Department of Medical Oncology, National Center for Tumor Diseases, Heidelberg University Hospital, Heidelberg, Germany
Department of Personalized Oncology, University Hospital Mannheim, Heidelberg University, Mannheim, Germany.
BMJ Evid Based Med. 2024 Sep 20;29(5):333-341. doi: 10.1136/bmjebm-2023-112544.
This study aims to analyse the association between clinical trial design and treatment effects for cancer drugs with US Food and Drug Administration (FDA) approval.
Cross-sectional study and meta-analysis.
Data from Drugs@FDA, FDA labels, ClincialTrials.gov and the Global Burden of Disease study.
Pivotal trials for 170 drugs with FDA approval across 437 cancer indications between 2000 and 2022.

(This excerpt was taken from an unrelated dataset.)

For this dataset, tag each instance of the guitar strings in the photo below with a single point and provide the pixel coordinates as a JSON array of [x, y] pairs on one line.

Treatment effects were measured in HRs for overall survival (OS) and progression-free survival (PFS), and in relative risk for tumour response. Random-effects meta-analyses and meta-regressions explored the association between treatment effect estimates and clinical trial design for randomised controlled trials (RCTs) and single-arm trials.

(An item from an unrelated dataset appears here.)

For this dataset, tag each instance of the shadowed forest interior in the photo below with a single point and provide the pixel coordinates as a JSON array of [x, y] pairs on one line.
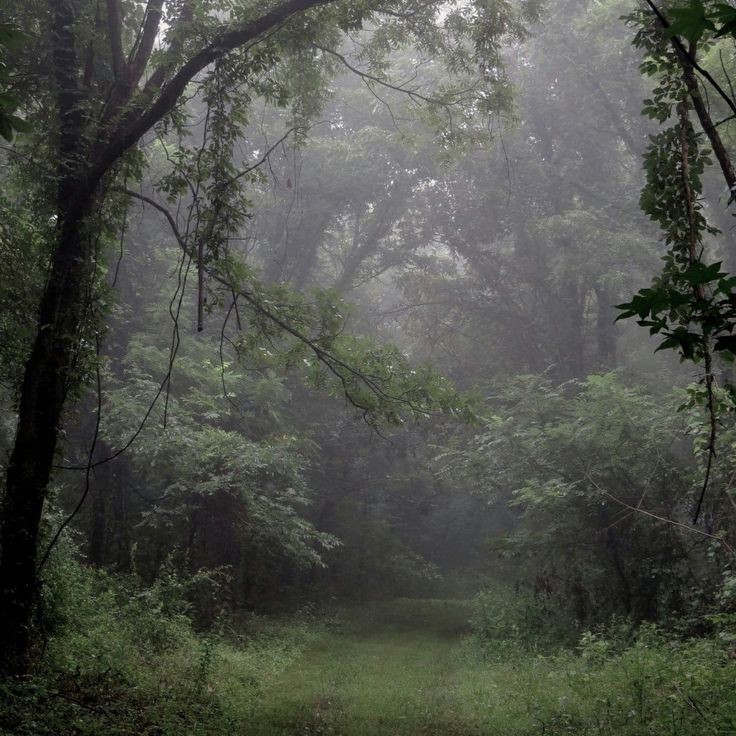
[[366, 368]]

Across RCTs, greater effect estimates were observed in smaller trials for OS (ß=0.06, p<0.001), PFS (ß=0.15, p<0.001) and tumour response (ß=-3.61, p<0.001). Effect estimates were larger in shorter trials for OS (ß=0.08, p<0.001) and PFS (ß=0.09, p=0.002). OS (ß=0.04, p=0.006), PFS (ß=0.10, p<0.001) and tumour response (ß=-2.91, p=0.004) outcomes were greater in trials with fewer centres. HRs for PFS (0.54 vs 0.62, p=0.011) were lower in trials testing the new drug to an inactive (placebo/no treatment) rather than an active comparator. The analysed efficacy population (intention-to-treat, per-protocol, or as-treated) was not consistently associated with treatment effects. Results were consistent for single-arm trials and in multivariable analyses.

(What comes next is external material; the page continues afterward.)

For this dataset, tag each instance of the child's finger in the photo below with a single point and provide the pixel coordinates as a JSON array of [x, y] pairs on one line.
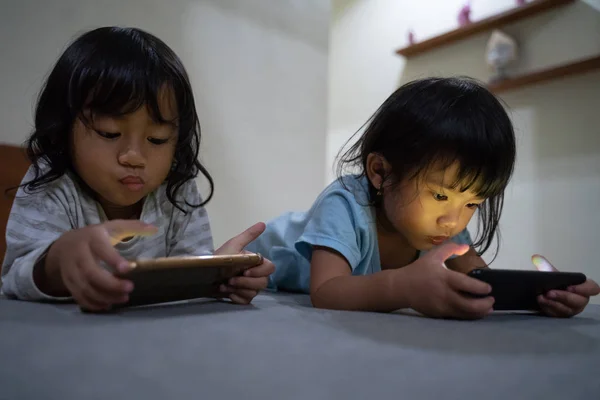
[[249, 283], [264, 269], [554, 308], [104, 251], [588, 288], [239, 242], [104, 281], [571, 300], [120, 229]]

Pivotal trial design is significantly associated with measured treatment effects. Particularly small, short, single-centre trials testing a new drug compared with an inactive rather than an active comparator could overstate treatment outcomes. Future studies should verify results in unsuccessful trials, adjust for further confounders and examine other therapeutic areas. The FDA, manufacturers and trialists must strive to conduct robust clinical trials with a low risk of bias.
本研究旨在分析美国食品和药物管理局(FDA)批准的癌症药物临床试验设计与治疗效果之间的关系。
横断面研究和荟萃分析。
数据来自 Drugs@FDA、FDA 标签、ClincialTrials.gov 和全球疾病负担研究。
2000 年至 2022 年间,437 种癌症适应症的 170 种药物的关键试验。
总生存(OS)和无进展生存(PFS)的治疗效果用 HR 衡量,肿瘤反应的治疗效果用相对风险衡量。随机效应荟萃分析和荟萃回归探讨了随机对照试验(RCT)和单臂试验的治疗效果估计与临床试验设计之间的关系。
在 RCT 中,OS(β=0.06,p<0.001)、PFS(β=0.15,p<0.001)和肿瘤反应(β=-3.61,p<0.001)的较小试验中观察到更大的效果估计。OS(β=0.08,p<0.001)和 PFS(β=0.09,p=0.002)的较短试验中效果估计更大。OS(β=0.04,p=0.006)、PFS(β=0.10,p<0.001)和肿瘤反应(β=-2.91,p=0.004)的结果在中心较少的试验中更大。与安慰剂/无治疗相比,新药物测试为无效(安慰剂/无治疗)而不是活性对照的试验中,PFS 的 HR 更低(0.54 与 0.62,p=0.011)。分析的疗效人群(意向治疗、方案治疗或实际治疗)与治疗效果不一致。单臂试验和多变量分析的结果一致。
关键试验设计与测量的治疗效果显著相关。与安慰剂/无治疗相比,新药物测试为无效(安慰剂/无治疗)而不是活性对照的特别小、短、单中心试验可能夸大治疗结果。未来的研究应该在不成功的试验中验证结果,调整进一步的混杂因素,并检查其他治疗领域。FDA、制造商和试验人员必须努力进行低偏倚风险的稳健临床试验。